Entre los caballeros figuraban: Edgardo de la Jara, ecuatoriano, nacido para gustar y ser libre, alias Maestro Bailarín, porque había bailado mejilla a mejilla con la princesa Paola de Lieja, en la más abril juventud de ésta, y se había ganado la fama de danzarín entrañable y pintor de barba y corazón caballerescos. Cosmopolitismo latinoamericano de altura, y un inolvidable invitado más, entre tantos: Charlie Boston, salvadoreño de pura cepa y Jefe de protocolo de la oficina de la FAO, en Roma, porque jamás en este mundo hubo un hombre que bebiese el whisky con tan prestidigitadora y misteriosa elegancia, sacando un vaso lleno de su anillo con el escudo de los Boston de d'Aubervilliers, arrojándose íntegro el contenido siempre en el mismo bolsillo de su elegantísimo vestir, a lo largo de toda una noche, sin mojar nunca nada, sin perder nunca un vaso, y muchísimo menos la compostura cuando bajaba la escalera a gatas.

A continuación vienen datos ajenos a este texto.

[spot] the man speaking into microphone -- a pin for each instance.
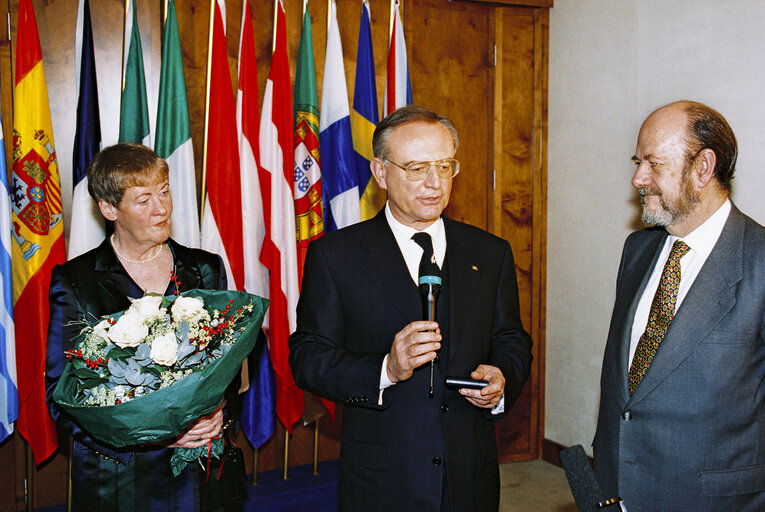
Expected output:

Estado de ánimo: una forzada y forzosa alegría, en la que se mezclaban un muy latinoamericano Vivimos sin vivir aquí y On trouve tout à la Samaritaine, mi Buenos Aires querido, mi San Salvador, mi Lima, mi Santiago de Chile, mi y mi y Mimí, y estas fechas navideñas siempre son así, falsa felicidad y desasosiego de mierda. Cantante invitado: Juan Manuel Carpio, a quien, por cierto, los grandes amigos que eran Rafael Dulanto, Charlie Boston, don Julián d'Octeville y González Prada, Edgardo de la Jara, alias Maestro Bailarín, le habían tomado afecto, mucho afecto, y sentían profunda compasión por lo de Luisa, su esposa, hombre, eso se le hace a cualquiera menos a este muchacho. O sea que si quiere cantar que cante, pero aquí se le ha invitado a título de amigo. Invitado retrasadísimo: el escritor y flaco peruano Julio Ramón Ribeyro y su manera de llegar, como quien no tarda en irse.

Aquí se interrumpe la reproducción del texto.